Vers Où Se Dirige le DLP
La direction est claire à partir de là où les investissements confluent en 2025–2026 :
Les plateformes unifiées remplacent les solutions ponctuelles. Le DLP réseau autonome, le CASB autonome et le DLP endpoint autonome convergent vers des plateformes unifiées de sécurité des données (Cyberhaven, Netskope, Microsoft Purview, BigID) avec classification, politique et télémétrie partagées.
Le DSPM comme fondation. On ne peut pas protéger ce qu'on ne peut pas voir. Le DSPM devient le prérequis pour le DLP — fournissant le catalogue de données et le contexte de risque qui rendent les politiques DLP significatives plutôt qu'arbitraires.

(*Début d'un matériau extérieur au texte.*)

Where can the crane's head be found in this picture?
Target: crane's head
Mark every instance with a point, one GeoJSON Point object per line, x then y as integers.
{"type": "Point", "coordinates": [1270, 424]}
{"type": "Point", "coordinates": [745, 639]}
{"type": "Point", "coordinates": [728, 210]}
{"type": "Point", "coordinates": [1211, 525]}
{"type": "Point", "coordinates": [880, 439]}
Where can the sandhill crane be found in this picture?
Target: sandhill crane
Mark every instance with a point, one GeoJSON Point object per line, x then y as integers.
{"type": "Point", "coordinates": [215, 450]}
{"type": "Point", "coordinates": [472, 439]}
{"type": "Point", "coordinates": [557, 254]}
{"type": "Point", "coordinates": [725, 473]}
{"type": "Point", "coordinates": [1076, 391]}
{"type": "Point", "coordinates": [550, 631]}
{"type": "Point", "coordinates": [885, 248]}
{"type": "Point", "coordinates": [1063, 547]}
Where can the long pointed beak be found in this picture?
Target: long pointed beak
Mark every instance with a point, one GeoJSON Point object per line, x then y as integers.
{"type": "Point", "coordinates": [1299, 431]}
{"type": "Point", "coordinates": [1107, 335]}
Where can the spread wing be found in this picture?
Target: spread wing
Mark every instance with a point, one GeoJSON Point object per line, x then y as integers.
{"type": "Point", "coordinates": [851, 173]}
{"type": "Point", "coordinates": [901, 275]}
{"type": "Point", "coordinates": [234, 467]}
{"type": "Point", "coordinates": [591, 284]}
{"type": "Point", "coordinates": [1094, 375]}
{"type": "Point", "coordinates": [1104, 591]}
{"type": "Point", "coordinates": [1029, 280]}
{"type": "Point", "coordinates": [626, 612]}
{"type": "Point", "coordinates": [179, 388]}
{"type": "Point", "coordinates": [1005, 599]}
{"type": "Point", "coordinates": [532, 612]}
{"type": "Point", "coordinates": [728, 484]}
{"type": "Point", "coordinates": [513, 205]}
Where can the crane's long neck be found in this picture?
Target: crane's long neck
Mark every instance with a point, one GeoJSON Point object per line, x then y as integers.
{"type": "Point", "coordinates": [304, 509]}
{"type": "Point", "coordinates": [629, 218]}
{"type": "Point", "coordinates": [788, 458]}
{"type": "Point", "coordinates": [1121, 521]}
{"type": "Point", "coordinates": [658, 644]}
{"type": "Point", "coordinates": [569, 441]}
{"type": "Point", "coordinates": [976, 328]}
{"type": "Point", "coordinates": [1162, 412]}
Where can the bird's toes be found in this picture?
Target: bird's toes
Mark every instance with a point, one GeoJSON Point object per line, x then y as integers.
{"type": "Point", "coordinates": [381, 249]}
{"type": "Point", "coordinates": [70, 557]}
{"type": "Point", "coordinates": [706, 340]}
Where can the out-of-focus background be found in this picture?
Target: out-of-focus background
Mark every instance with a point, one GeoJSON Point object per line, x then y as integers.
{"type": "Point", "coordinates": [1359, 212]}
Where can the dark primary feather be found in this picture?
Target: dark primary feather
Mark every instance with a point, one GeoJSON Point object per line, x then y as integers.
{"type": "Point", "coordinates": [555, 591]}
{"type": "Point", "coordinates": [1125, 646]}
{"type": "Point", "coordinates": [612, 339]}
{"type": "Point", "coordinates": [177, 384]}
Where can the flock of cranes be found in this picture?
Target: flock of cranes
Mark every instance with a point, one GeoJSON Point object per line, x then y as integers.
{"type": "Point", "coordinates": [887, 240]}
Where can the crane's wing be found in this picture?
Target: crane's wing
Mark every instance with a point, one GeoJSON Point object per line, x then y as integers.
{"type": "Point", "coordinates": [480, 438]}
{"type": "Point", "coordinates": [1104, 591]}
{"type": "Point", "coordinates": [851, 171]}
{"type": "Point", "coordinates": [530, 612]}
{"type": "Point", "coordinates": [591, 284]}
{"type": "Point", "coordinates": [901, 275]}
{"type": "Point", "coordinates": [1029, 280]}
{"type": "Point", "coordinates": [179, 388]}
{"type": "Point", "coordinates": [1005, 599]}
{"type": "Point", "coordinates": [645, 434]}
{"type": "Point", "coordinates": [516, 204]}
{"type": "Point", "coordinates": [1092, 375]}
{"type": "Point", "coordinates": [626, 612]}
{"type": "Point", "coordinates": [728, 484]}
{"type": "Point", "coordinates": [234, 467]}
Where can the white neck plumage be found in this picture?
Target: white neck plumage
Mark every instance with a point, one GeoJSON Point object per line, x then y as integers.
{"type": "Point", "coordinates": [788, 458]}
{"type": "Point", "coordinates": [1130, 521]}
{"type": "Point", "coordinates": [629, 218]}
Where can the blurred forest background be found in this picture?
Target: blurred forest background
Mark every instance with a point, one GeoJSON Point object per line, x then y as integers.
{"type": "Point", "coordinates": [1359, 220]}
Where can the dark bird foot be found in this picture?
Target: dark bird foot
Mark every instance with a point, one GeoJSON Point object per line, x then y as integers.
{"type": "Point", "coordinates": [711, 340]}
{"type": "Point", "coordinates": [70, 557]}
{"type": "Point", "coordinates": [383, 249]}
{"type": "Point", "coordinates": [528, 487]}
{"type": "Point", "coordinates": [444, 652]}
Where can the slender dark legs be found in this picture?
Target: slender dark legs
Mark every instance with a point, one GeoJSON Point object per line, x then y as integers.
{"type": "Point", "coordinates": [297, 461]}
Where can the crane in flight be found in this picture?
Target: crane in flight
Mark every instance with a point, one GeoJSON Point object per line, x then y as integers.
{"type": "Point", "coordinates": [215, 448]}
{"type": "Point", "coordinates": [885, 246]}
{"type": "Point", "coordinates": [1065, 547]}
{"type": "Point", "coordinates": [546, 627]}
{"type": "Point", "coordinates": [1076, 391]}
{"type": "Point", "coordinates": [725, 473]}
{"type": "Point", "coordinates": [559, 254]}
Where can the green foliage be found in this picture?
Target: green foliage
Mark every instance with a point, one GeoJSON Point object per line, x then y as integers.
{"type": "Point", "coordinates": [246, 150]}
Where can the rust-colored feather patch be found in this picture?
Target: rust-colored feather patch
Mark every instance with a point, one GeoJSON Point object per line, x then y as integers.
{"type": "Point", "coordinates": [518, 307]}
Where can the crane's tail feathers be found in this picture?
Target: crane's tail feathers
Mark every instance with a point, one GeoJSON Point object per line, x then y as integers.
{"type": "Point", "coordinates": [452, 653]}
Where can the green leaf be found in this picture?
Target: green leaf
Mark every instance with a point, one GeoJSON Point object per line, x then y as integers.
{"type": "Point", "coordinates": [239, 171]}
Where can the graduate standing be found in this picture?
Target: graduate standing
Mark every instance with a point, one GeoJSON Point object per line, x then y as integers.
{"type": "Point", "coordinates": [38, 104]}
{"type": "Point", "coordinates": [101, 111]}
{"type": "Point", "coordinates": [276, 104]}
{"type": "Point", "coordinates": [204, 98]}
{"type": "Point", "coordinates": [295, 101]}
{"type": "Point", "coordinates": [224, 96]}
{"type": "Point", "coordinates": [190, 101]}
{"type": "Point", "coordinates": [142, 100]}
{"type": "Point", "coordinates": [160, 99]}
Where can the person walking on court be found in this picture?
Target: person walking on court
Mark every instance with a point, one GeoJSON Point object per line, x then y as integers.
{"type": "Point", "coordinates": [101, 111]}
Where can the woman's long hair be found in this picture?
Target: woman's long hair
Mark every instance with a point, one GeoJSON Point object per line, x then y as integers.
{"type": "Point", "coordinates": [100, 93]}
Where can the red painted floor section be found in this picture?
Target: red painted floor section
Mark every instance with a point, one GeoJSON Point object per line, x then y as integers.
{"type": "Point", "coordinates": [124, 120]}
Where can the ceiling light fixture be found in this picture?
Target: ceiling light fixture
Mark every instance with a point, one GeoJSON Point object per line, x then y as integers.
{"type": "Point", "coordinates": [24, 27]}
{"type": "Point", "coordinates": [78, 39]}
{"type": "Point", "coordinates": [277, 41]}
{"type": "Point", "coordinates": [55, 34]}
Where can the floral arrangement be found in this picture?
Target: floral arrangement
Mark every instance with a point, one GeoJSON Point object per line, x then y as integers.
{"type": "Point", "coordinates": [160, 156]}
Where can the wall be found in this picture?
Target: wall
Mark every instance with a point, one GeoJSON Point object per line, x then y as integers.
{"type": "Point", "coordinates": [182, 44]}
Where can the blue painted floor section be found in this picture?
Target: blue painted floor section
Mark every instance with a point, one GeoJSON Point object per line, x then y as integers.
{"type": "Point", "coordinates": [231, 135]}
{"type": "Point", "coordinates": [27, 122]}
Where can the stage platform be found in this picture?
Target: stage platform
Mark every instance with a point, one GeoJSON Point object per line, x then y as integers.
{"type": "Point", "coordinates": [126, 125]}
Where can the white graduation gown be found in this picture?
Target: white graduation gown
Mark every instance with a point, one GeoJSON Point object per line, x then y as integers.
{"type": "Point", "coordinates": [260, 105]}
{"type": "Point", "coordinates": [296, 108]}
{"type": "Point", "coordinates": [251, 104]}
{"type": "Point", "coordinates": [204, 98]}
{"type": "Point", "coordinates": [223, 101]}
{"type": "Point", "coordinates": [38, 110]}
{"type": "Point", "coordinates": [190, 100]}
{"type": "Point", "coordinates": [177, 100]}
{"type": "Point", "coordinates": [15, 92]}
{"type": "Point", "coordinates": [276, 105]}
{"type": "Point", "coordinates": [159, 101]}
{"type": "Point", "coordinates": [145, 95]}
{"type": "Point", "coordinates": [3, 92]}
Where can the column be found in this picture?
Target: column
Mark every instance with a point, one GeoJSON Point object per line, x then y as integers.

La GenAI comme surface de menace principale. Le canal d'exfiltration le plus dangereux en 2026 n'est pas l'e-mail ou l'USB — ce sont les employés qui collent des données organisationnelles dans des interfaces LLM et les agents IA qui accèdent aux entrepôts de données avec des identifiants sur-provisionnés. Les architectures DLP qui ne traitent pas ce point protègent le mauvais périmètre.
L'application comportementale et contextuelle plutôt que le blocage par mots-clés. La prochaine génération de DLP s'éloigne des décisions binaires bloquer/autoriser vers une application contextuelle — comprendre pourquoi un utilisateur fait quelque chose, pas seulement ce qu'il fait. Un employé qui exfiltre des données lors de son dernier jour avant la résiliation est différent d'un employé qui envoie les mêmes données à un partenaire commercial connu. Le contexte change la réponse.
Les organisations qui réussiront avec le DLP en 2026 ne sont pas celles qui ont le plus de règles. Ce sont celles qui savent où se trouvent leurs données, comprennent comment elles circulent, et ont construit une application suffisamment précise pour arrêter les vraies menaces sans faire cesser le fonctionnement de l'entreprise.
Cet article couvre l'architecture DLP, les techniques de détection, la convergence DSPM et les surfaces de menaces GenAI/agentiques jusqu'à mi-2026. Le paysage évolue rapidement — considérez ceci comme une base, pas comme une parole définitive.